Farm Equipment Safety
You've planned every acre. Have you planned for your safety?
As spring planting nears, Cass County Electric Cooperative reminds hardworking farmers and ranchers to stay safe. Overhead power lines are necessary to deliver electricity, but those same power lines can also be deadly if not treated with respect. While you need to focus on the field and your machinery, your local electric cooperative urges you to also watch for electrical hazards around the farm or ranch.
- Farmers and their equipment should always be 10 feet away from power lines on all sides. Field cultivators and sprayers can often reach as high as 12 feet in the air. Practice extreme caution and use a spotter to make sure you stay far away from power lines when you use tall equipment.
- If you have purchased new equipment, be aware of antennas or other attachments that may pose new hazards. A newer, bigger piece of equipment may no longer clear a line. In addition, shifting soil may also affect whether or not machinery avoids power lines from year-to-year.
- Power lines also may sag over the years. If power lines on your property are sagging, contact your electric cooperative to repair the lines. Never try to move a power line on your own.
- Overhead power lines are not the only electric hazard on the farm. Pole guy wires, used to stabilize utility poles, are grounded. However, when one of the guy wires is broken, it can become charged with electricity. If you break a guy wire, call the cooperative to fix it. Don’t do it yourself.
Follow these other tips:
- Look over work areas carefully for overhead power lines and utility poles. Make sure you, your family and employees know the location of overhead power lines, and use routes to avoid the lines when moving equipment. Do this every year, as equipment sizes and soil conditions may change.

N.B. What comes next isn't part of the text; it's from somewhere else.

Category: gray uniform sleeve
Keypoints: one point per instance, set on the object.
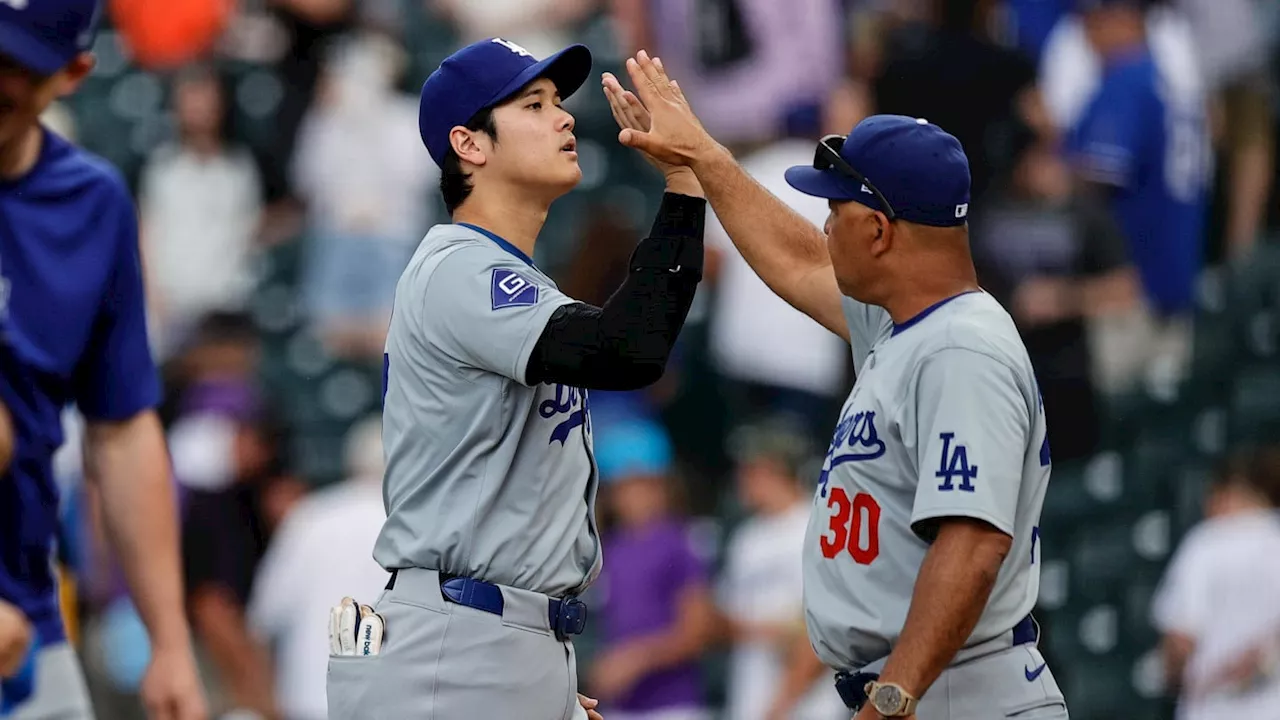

- Be aware of increased heights of equipment, especially new equipment with higher antennas.
- Avoid moving large equipment alone. Have someone watch as you move equipment to ensure you are clear of power lines.
- Be extra careful when working around trees and brush; they often make it difficult to see power lines.

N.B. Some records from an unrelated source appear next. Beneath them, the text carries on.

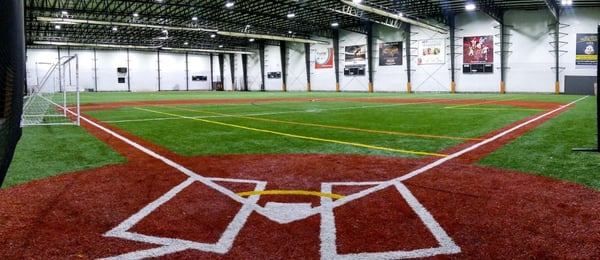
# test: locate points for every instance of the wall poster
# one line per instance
(355, 60)
(431, 51)
(390, 54)
(586, 52)
(478, 54)
(324, 58)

What if you contact a power line?
- Imagine that you are driving a tractor to the field when things come to a screeching halt. You look back to see what’s stopping you, only to discover that you’re tangled in an overhead power line! What do you do? First, DON’T climb out. If your equipment does contact a power line, stay in the cab and call for help. Warn others to stay away and wait until the electric cooperative arrives. Most utility lines are uninsulated, bare wires.
- Do not let your body become a direct link between the power line and the ground. If you must leave the tractor due to immediate danger, such as a fire, jump as far away as you can, making sure that no part of your body touches the tractor and the ground at the same time. Land with both feet together and shuffle with your feet a few inches at a time, making sure to never break contact with the ground or cause separation between your feet.
- Once you’re off the tractor, do not go back until your local electric co-op disconnects the power line.